Key Risks and Considerations

  • Macroeconomic and Industry Risks: The Chinese housing market remains volatile, with declining GTVs in both existing and new home segments.
  • Receivables Risk: Prolonged credit terms to real estate developers pose collection risks, though the company has implemented measures such as the “Commission in Advance” model and maintains low accounts receivable turnover days.
  • Foreign Exchange Exposure: Most revenues and costs are RMB-denominated; RMB appreciated 4.2% against USD in 2025, which could affect cross-border payouts and valuations.
  • Interest Rate Risk: Most borrowings are RMB-denominated with a mix of fixed and floating rates; no material risk exposure identified.
  • Regulatory and Corporate Governance: The company complies with the Corporate Governance Code and maintains a unified CEO and Chairman structure, which may be viewed as a deviation from best practices but is justified by the company for effective leadership.

Outlook for 2026

  • Beike will continue shifting its service model toward decision-support, deepen AI integration, and focus on operational efficiency and profitability across core and new business lines.
  • Prudent capital allocation and ongoing share repurchases are expected to support long-term shareholder value.
  • The company notes that AI technology will be a core driver of future competitiveness, enabling scalable delivery of professional services and improved operational efficiency.

Potential Price-Sensitive Information

  • Shareholder returns remain elevated: Aggressive share repurchases and a sizeable dividend payout, especially the program upsize and extension, may provide support to share price.
  • Resilient revenues and improved margins in several segments (despite industry-wide GTV pressure) are positive indicators.
  • Significant reduction in net income and cash from operations may raise concerns about medium-term growth and profitability, especially given macro uncertainty in China’s property sector.
  • ESG upgrades and digitalization initiatives could attract ESG-focused investors and may positively impact valuation multiples.
  • Expansion of AI initiatives and the Beihaojia C2M platform may be seen as a strategic pivot to technology-driven growth.

Other Noteworthy Items

  • Board and management express confidence in the long-term strategy, as reflected in capital allocation and share repurchase decisions.
  • No significant acquisitions or disposals during the period.
  • Dividend policy remains at the discretion of the board, subject to Cayman Islands law and shareholder approval.
  • Audit for FY2025 is still in progress; reported financials are unaudited and subject to change.

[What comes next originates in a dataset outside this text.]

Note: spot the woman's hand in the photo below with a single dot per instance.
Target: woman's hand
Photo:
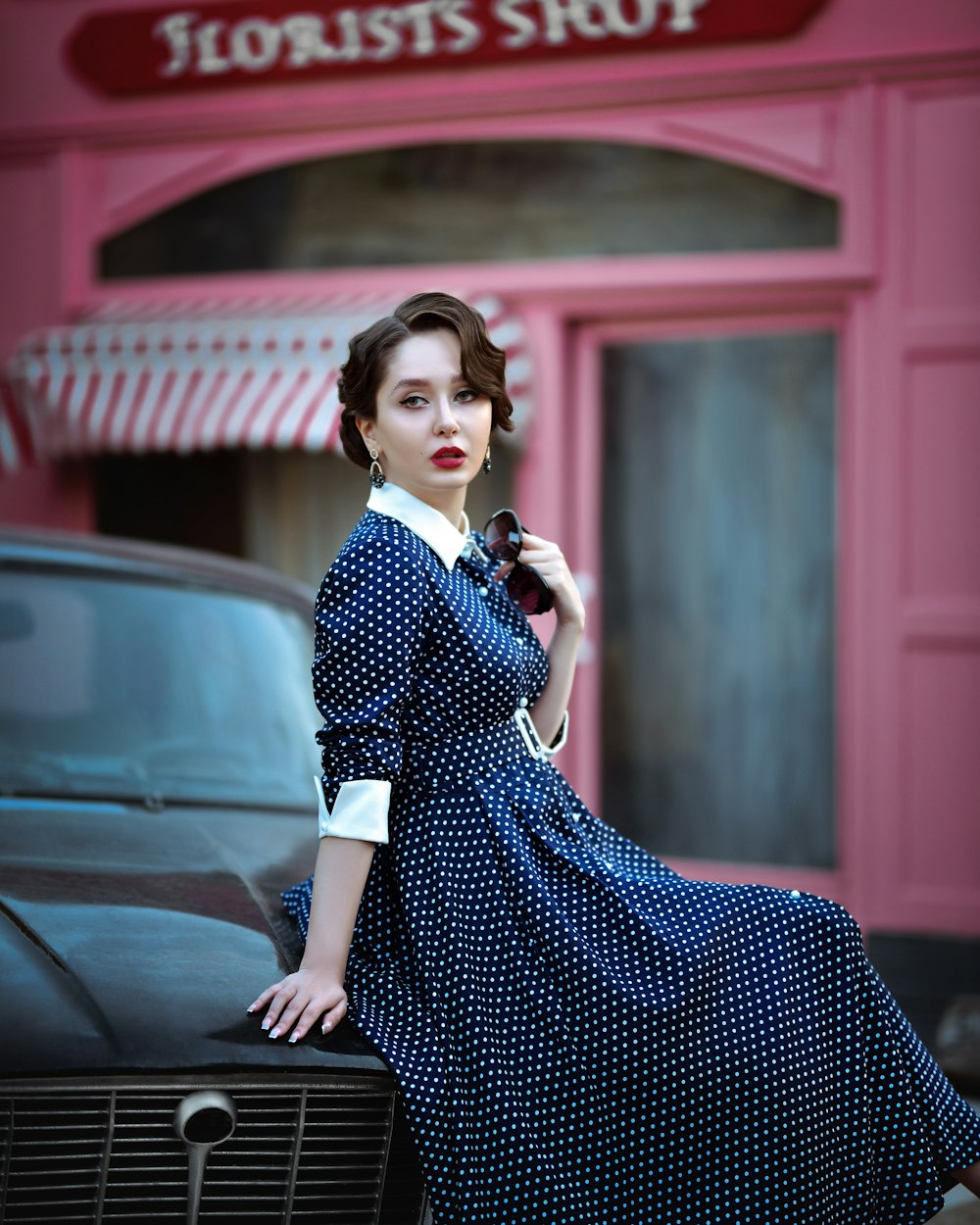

Disclaimer: This article is a summary and analysis of KE Holdings Inc.’s unaudited FY2025 annual results announcement. It is for informational purposes only and does not constitute investment advice. All financial figures are unaudited and may be subject to change. Investors should refer to the official filings and consult their own advisors before making any investment decisions. The company’s results and outlook are subject to various risks, including macroeconomic, regulatory, operational, and market risks. The author and publisher accept no liability for actions taken based on this content.